Review | ‘The Capulet Black & White Ball’
Westmont’s Welcome Immersive Reinterpretation of Shakespeare’s ‘Romeo and Juliet’ at the Santa Barbara CAW
John Blondell’s latest classic-text adaptation (Romeo and Juliet) brings audience members an immersive theatrical experience at the Community Arts Workshop (CAW) with gritty tableaus that loosely tell the tale of Shakespeare’s tragic romance. In this production by the Westmont theater department, audience members play the part of faceless guests at the Capulet’s black and white ball — the fateful jubilee where Romeo and Juliet meet and commence their doomed affair. (Applause to the audience, who understood the assignment and dressed smartly in black and white!) Here’s hoping that the success of The Capulet Black & White Ball will inspire more artists to experiment with immersive performances in this very cool downtown space.
Blondell’s collage of elements creates an intriguing noir atmosphere, an urban concrete-and-warehouse aesthetic in a non-specific modern age in which wealthy families and their associated street gangs feud unshackled in the streets. Standout moments include the implied brawl between Mercutio, Tybalt, and Romeo, complete with the slow dragging of lead pipes to the fray and dramatic final breaths in the harsh headlights of a parked car. Local jazz band Helios provides the musical backdrop to the unfolding calamity, further coloring the intensity, revelry, and disdain ever-present throughout the story.
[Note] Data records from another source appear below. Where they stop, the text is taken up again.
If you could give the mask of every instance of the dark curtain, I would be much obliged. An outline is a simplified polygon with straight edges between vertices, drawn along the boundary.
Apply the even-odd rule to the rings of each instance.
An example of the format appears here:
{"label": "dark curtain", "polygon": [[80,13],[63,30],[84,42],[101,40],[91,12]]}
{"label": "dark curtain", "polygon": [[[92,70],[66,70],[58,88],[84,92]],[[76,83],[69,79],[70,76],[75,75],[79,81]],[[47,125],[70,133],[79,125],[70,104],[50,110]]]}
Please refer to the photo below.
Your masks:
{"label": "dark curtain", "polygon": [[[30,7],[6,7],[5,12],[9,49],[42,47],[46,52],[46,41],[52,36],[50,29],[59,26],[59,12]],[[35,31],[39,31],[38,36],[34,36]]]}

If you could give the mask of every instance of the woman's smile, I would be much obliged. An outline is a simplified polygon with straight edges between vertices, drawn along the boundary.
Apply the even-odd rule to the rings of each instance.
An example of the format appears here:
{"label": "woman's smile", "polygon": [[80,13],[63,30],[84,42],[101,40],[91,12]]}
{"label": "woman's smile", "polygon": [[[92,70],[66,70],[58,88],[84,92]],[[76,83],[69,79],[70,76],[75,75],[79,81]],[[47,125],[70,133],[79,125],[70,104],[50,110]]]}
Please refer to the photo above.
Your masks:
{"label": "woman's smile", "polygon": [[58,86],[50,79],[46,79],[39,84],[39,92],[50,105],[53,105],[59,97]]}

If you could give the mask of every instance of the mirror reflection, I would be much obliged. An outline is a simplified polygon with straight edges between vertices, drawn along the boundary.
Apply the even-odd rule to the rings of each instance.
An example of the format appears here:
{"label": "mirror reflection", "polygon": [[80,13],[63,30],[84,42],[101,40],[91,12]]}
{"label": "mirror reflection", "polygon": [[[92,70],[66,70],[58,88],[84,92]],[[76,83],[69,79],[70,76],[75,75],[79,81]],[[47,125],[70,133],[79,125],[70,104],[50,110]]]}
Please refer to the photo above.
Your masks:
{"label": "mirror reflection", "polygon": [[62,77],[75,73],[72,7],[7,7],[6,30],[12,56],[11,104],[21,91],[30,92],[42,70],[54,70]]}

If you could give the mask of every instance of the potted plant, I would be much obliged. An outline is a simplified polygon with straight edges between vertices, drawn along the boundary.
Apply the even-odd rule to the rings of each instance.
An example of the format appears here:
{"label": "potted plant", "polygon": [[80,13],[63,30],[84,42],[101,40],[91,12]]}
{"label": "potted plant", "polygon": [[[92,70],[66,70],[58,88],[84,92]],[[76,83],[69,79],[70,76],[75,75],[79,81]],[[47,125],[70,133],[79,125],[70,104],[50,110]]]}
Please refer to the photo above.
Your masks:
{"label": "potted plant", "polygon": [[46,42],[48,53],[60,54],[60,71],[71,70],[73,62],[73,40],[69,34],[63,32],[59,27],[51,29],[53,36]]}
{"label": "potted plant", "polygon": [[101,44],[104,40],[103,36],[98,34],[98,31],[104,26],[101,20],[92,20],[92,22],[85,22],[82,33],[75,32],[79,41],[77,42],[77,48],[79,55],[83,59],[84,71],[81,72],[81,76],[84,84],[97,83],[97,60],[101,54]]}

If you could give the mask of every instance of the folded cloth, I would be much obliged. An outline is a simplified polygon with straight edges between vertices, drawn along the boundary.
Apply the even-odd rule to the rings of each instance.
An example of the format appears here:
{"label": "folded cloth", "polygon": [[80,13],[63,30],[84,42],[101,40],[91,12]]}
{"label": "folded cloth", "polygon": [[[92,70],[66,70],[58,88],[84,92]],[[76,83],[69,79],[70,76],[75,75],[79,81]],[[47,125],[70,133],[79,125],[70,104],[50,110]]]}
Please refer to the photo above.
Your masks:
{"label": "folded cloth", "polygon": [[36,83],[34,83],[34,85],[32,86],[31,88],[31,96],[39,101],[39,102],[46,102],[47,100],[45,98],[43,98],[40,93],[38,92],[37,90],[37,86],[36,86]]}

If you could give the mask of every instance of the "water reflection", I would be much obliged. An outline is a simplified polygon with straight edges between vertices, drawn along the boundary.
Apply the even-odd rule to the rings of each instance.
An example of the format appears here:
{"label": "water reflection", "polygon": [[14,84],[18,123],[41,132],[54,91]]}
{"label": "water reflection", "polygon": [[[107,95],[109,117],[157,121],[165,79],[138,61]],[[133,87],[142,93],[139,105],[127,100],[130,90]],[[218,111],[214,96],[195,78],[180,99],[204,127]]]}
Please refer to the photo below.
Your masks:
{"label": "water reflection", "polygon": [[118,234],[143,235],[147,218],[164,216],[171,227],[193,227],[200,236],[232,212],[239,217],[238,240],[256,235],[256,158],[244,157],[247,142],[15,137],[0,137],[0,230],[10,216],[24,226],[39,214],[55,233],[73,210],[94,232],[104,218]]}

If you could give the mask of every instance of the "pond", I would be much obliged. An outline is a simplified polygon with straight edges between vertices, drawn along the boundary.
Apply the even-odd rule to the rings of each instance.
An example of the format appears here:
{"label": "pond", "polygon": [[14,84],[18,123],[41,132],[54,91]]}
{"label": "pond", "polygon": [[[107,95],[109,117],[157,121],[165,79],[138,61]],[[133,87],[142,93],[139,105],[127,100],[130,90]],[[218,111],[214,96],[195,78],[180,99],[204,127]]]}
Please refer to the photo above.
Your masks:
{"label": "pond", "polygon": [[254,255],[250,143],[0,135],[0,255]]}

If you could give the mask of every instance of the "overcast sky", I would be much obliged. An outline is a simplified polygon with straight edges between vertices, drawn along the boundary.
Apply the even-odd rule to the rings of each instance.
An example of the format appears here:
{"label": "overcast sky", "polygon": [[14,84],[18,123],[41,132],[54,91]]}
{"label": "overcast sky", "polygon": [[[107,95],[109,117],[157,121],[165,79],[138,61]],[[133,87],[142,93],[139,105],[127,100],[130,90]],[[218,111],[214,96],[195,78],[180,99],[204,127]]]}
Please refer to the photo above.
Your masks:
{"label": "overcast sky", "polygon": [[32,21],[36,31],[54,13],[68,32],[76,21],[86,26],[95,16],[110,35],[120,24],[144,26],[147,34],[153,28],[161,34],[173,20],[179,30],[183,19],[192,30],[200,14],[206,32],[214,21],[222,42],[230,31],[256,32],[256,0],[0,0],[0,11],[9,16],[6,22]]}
The performance features scenes in a variety of locations throughout CAW, and audience members follow the action on foot. Romeo and Juliet in its purest form is lovely, but it’s been seen and experienced to death. Audiences know the show well enough to follow the plot of the teenagers’ lives unraveling, even with much of the text replaced by conceptual action. The Capulet Black & White Ball feels edgy without losing Shakespeare’s original poetry, a bygone language that roots the audience in the reality that weathering the passions between warring neighbors is a timeless requirement of the human experience.